Бесспорно, евреи были не единственным народом Российской империи, который пытался приспособить актуальные интеллектуальные течения к насущным национальным потребностям. Пожалуй, наилучшим примером такого использования новых течений могут служить идеи жившего в XIX веке украинского историка, фольклориста и политического мыслителя Михайло Драгоманова (1841–1895), разработавшего программу децентрализации Российской империи и мыслившего Украину как федерацию общин, в которой украинцы, равно как и другие народы, наделенные равными правами, создадут национальные общинные организации[250]. Сам Драгоманов называл себя автономистом, федералистом и панславистом. По его убеждению, каждая «подневольная» славянская общность, живущая в обеих, то есть Российской и Австро-Венгерской, империях, должна сперва добиться для себя культурной самостоятельности, от нее перейти к общинной, затем — к местной административной автономии и, наконец, к национальной автономии. Затем такая автономия объединится в федерацию с другими ей подобными[251]. Он подробно описывал каждый из уровней самоуправления и призывал своих единомышленников входить в земства, чтобы отстаивать украинский автономизм[252]. В 1870 году Драгоманов предлагал украинской интеллигенции объединиться и создать собственную «общественность», призванную пролагать путь национальной автономии; та же мысль тридцать лет спустя прозвучит у многих еврейских интеллигентов. Свой «федералистский панславизм» Драгоманов объяснял стремлением стать на сторону славянских народов, часто представлявших собой бесправное меньшинство и потому нуждавшихся в защите национальных прав. «Таким образом, — подытоживал Драгоманов, — это больше чем оборонительная доктрина; прежде всего она служит защите свободы»[253]. Как позднее Дубнов, в своей политической программе Драгоманов опирался на учение Джона Стюарта Милля о либеральных идеалах политической свободы и сопротивлении деспотизму государства[254]. Он был обвинен имперскими властями в сепаратизме и лишен места в Киевском университете[255]. Однако в начале XX века идеи Драгоманова получили дальнейшее развитие у Мыколы Порша, который в 1907 году, опираясь на них, обосновал децентрализацию будущей независимой Украины и создание местных органов самоуправления[256]. Более того, по мнению Марка фон Хагена, именно панславистская федералистская «мечта» о будущем отдельных народов в составе империи заложила основы для более поздних национальных движений, включая сионизм[257].

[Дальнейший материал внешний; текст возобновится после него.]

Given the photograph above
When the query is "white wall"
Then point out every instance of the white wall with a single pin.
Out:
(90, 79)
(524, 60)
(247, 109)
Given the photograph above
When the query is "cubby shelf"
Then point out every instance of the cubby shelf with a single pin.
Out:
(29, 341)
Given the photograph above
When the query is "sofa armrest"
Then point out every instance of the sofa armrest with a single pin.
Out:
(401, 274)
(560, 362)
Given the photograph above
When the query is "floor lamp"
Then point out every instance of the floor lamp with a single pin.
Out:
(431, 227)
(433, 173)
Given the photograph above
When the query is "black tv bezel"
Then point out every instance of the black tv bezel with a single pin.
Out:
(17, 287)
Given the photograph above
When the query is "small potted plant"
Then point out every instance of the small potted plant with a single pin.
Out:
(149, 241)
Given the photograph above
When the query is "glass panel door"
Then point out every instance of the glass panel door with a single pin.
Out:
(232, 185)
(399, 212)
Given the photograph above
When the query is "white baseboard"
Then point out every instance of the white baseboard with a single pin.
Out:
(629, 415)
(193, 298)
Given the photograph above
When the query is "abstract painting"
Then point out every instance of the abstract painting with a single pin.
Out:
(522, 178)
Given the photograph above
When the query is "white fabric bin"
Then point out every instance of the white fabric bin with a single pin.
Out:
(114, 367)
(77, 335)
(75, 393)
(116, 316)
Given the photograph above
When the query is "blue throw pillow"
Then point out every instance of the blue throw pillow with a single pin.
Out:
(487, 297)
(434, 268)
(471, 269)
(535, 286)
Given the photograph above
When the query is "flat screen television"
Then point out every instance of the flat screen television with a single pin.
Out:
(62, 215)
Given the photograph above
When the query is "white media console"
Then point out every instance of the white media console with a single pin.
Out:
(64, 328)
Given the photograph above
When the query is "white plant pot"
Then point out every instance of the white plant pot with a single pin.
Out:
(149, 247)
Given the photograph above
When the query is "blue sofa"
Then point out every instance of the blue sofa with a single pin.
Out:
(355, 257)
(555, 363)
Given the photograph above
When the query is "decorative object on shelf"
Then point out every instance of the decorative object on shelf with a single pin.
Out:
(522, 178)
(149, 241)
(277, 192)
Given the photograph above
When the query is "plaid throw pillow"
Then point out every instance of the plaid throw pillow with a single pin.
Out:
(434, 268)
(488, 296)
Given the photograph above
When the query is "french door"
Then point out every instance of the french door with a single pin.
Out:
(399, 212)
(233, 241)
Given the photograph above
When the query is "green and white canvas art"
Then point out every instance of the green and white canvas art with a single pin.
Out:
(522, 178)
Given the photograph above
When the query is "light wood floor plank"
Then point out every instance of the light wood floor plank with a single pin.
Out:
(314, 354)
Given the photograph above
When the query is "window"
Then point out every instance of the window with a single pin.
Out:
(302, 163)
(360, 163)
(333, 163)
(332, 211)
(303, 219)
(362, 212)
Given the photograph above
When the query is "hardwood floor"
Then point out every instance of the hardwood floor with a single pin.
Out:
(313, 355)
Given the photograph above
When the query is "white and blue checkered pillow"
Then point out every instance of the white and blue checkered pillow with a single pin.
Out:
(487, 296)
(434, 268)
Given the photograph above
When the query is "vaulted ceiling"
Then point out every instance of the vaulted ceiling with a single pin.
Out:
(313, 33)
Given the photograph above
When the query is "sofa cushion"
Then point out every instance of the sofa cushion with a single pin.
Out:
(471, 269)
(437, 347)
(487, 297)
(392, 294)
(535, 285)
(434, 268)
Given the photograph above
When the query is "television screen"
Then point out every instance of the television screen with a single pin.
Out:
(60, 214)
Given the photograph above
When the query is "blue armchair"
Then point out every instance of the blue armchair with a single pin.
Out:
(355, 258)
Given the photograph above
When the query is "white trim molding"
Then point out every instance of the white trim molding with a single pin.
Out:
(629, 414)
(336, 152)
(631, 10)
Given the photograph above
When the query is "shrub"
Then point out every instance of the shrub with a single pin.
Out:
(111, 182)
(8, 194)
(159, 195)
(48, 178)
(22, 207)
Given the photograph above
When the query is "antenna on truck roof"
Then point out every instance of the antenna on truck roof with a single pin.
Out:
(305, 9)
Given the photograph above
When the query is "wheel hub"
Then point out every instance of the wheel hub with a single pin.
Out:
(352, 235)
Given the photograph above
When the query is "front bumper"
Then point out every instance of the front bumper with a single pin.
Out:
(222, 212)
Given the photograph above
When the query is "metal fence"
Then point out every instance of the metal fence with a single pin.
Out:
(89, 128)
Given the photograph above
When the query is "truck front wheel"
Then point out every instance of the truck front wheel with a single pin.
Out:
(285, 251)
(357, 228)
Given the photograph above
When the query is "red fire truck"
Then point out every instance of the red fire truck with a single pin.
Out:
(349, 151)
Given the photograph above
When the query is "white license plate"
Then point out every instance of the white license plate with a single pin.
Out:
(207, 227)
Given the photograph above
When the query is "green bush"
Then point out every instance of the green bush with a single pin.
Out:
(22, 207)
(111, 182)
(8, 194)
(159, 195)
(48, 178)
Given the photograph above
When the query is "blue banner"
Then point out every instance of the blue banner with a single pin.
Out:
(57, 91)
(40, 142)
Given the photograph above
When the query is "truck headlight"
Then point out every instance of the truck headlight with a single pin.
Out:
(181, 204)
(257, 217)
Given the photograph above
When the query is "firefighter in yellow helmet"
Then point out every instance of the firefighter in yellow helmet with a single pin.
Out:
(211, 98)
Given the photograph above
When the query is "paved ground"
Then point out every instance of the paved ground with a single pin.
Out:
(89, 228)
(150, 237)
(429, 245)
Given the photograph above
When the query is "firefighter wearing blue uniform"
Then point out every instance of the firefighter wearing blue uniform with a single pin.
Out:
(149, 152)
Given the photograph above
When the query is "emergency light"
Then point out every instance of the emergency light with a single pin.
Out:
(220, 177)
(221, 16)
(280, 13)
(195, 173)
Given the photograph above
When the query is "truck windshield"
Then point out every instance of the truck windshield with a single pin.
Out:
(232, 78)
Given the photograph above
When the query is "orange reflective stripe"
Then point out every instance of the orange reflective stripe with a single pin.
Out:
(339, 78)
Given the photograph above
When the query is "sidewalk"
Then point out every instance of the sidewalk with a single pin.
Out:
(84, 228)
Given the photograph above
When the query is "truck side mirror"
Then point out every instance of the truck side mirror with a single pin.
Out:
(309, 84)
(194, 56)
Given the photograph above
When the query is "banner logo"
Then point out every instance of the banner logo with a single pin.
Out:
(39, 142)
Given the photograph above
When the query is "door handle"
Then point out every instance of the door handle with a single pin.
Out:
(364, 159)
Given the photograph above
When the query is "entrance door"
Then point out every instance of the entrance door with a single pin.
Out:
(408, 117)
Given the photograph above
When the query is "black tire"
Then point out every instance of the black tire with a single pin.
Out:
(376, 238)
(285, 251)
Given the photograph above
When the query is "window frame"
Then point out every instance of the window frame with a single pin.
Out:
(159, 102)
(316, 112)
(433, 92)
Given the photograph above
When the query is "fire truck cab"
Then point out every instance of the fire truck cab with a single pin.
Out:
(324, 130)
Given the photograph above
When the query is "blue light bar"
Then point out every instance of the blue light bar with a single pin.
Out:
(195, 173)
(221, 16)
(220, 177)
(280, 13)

Таким образом, совершенно очевидно, что еврейское автономистское движение, равно как и национальная борьба других находившихся под властью империи народов, во многом переплетается с идеями и деятельностью русских «общественников»: общееврейские организации создавались, чтобы служить народу и добиваться национальной автономии. Убеждение, что подобные структуры будут способствовать становлению самостоятельной нации внутри российского государства, созвучно идеям русских либеральных националистов, полагавших, что русское национальное самосознание не тождественно верноподданническим чувствам к монарху. В зависимости от региона, в котором они жили, евреи, населявшие империю, осознавали себя польскими евреями, украинскими евреями или литваками. Но подобно тому как русские «общественники», отстаивая местное самоуправление, по сути, формировали новое общее национальное сознание, еврейская «общественность» формировала новую групповую идентичность российского еврейства. Эту идентичность пестовали еврейские газеты и журналы, культурные организации и еврейская интеллигенция, участвовавшая в политической деятельности.

Перейти на страницу:

Все книги серии Historia Rossica

Изобретая Восточную Европу: Карта цивилизации в сознании эпохи Просвещения
Изобретая Восточную Европу: Карта цивилизации в сознании эпохи Просвещения

В своей книге, ставшей обязательным чтением как для славистов, так и для всех, стремящихся глубже понять «Запад» как культурный феномен, известный американский историк и культуролог Ларри Вульф показывает, что нет ничего «естественного» в привычном нам разделении континента на Западную и Восточную Европу. Вплоть до начала XVIII столетия европейцы подразделяли свой континент на средиземноморский Север и балтийский Юг, и лишь с наступлением века Просвещения под пером философов родилась концепция «Восточной Европы». Широко используя классическую работу Эдварда Саида об Ориентализме, Вульф показывает, как многочисленные путешественники — дипломаты, писатели и искатели приключений — заложили основу того снисходительно-любопытствующего отношения, с которым «цивилизованный» Запад взирал (или взирает до сих пор?) на «отсталую» Восточную Европу.

Ларри Вульф

История / Образование и наука
«Вдовствующее царство»
«Вдовствующее царство»

Что происходит со страной, когда во главе государства оказывается трехлетний ребенок? Таков исходный вопрос, с которого начинается данное исследование. Книга задумана как своего рода эксперимент: изучая перипетии политического кризиса, который пережила Россия в годы малолетства Ивана Грозного, автор стремился понять, как была устроена русская монархия XVI в., какая роль была отведена в ней самому государю, а какая — его советникам: боярам, дворецким, казначеям, дьякам. На переднем плане повествования — вспышки придворной борьбы, столкновения честолюбивых аристократов, дворцовые перевороты, опалы, казни и мятежи; но за этим событийным рядом проступают контуры долговременных структур, вырисовывается архаичная природа российской верховной власти (особенно в сравнении с европейскими королевствами начала Нового времени) и вместе с тем — растущая роль нарождающейся бюрократии в делах повседневного управления.

Михаил Маркович Кром

История
Визуальное народоведение империи, или «Увидеть русского дано не каждому»
Визуальное народоведение империи, или «Увидеть русского дано не каждому»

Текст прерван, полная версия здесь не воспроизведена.